As a regular reader of Automotive News, I've admired your independence and fresh thinking on a range of issues facing the automotive industry and consumers.
However, your editorial in favor of tort reform was a disappointment ("Time for tort reform," Nov. 15).
The notion that meritorious lawsuits against members of the auto industry and the medical industry have stymied business has been conveniently peddled by the business community, which understandably doesn't like getting sued.
Businesses sue one another far more frequently than individual consumers sue businesses, four times as often by some accounts.
Consumers who are seriously injured due to poorly designed products need access to the courts to air their grievances. In an era of decreasing federal regulatory activity, consumer lawsuits serve a critical consumer protection function against some of the most egregious manufacturer behavior.

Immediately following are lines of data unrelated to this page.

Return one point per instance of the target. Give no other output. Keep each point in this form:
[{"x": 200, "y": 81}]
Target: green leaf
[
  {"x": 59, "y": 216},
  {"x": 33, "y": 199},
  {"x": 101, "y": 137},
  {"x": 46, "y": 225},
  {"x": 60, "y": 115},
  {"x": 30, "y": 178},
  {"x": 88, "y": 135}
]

During the Ford-Firestone hearings in Washington, for example, the plaintiffs' lawyers, not the federal regulators, had the best information on Ford Explorers with Firestone tires rolling over due to tread separations.
That information ultimately laid the groundwork for an overhaul of our highway safety regulatory system that affected vehicles and tires as well as providing redress for owners of Ford Explorers.
Capping damages in consumer cases or making plaintiffs pay lawyers' fees and court costs if they lose a case will ultimately diminish consumers' access to justice and endanger important protections these cases provide.